Come gli altri consiglieri del CdA, anche il presidente, singolarmente, non ha né poteri di gestione né tantomeno il potere di acquisire dati e informazioni dalle strutture direttive e gestionali della società; per adempiere al proprio dovere, il presidente è quindi tenuto necessariamente, a coordinarsi con i soli organi delegati per la fissazione dell’ordine del giorno. Il Presidente, infatti, salvo il conferimento di specifiche deleghe gestorie allo stesso attribuite, non è tenuto ad avere una conoscenza diretta e specifica di tutte le materie da inserire nell’ordine del giorno; l’informazione relativa alle materie da trattare deve essere regolata dall’amministratore delegato che, diligentemente, deve metterla a disposizione del CdA per il tramite del presidente, sulla base di un reciproco rapporto di interazione e cooperazione. Egli ha dunque l’obbligo di agire informato e di richiedere all’organo delegato che in consiglio siano fornite informazioni relative alla gestione della società.
3.3 I doveri di controllo
Oltre ad acquisire adeguati flussi informativi attinenti all’operatività dei titolari delle deleghe, i componenti dell’organo collegiale delegante hanno compiti di controllo, valutazione e approvazione.

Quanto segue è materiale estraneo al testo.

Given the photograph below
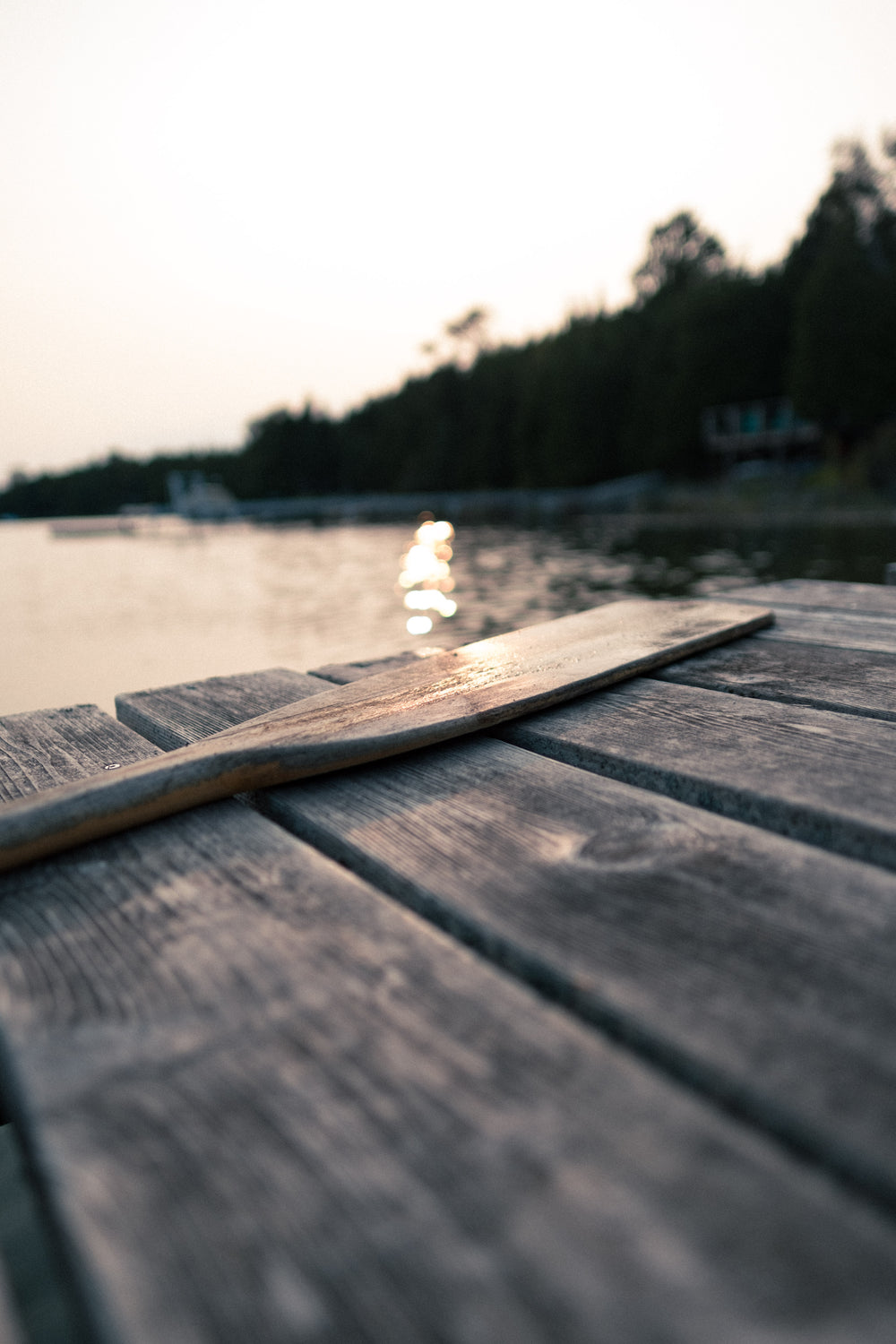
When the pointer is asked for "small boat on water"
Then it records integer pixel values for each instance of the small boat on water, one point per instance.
(105, 526)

Ferma restando la possibilità del CdA di impartire direttive agli organi delegati e avocare le operazioni rientranti nella delega (v. par. 4), ai sensi dell’art. 2381 comma 3 c.c. il CdA nel suo complesso – cioè inteso come organo collegiale e non i singoli amministratori deleganti – ha il potere-dovere di:
- valutare il generale andamento della gestione; a tal fine, i deleganti hanno l’obbligo di chiedere ogni integrazione necessaria a formulare un giudizio critico, qualora la relazione dei delegati sia incompleta o non esauriente;
- valutare, sulla scorta delle informazioni ricevute dagli organi delegati, l’adeguatezza dell’assetto organizzativo, amministrativo e contabile della società; il concetto di adeguatezza dell’organizzazione dell’impresa non è definibile in senso assoluto, in quanto non esiste un assetto organizzativo ideale valido per qualsiasi impresa; analogamente al dovere degli amministratori delegati di curare che l’assetto organizzativo, amministrativo e contabile sia adeguato alla natura e alle dimensioni dell’impresa, anche la valutazione di adeguatezza degli assetti da parte del CdA deve essere pertanto effettuata con riferimento alla natura e alle dimensioni dell’impresa;
- esaminare i piani strategici, industriali e finanziari della società; la formulazione della norma è particolarmente ampia e in grado di comprendere sia i business plan, sia i budget annuali e pluriennali e, probabilmente, anche i piani di gruppo, usualmente elaborati nel contesto dei gruppi di imprese.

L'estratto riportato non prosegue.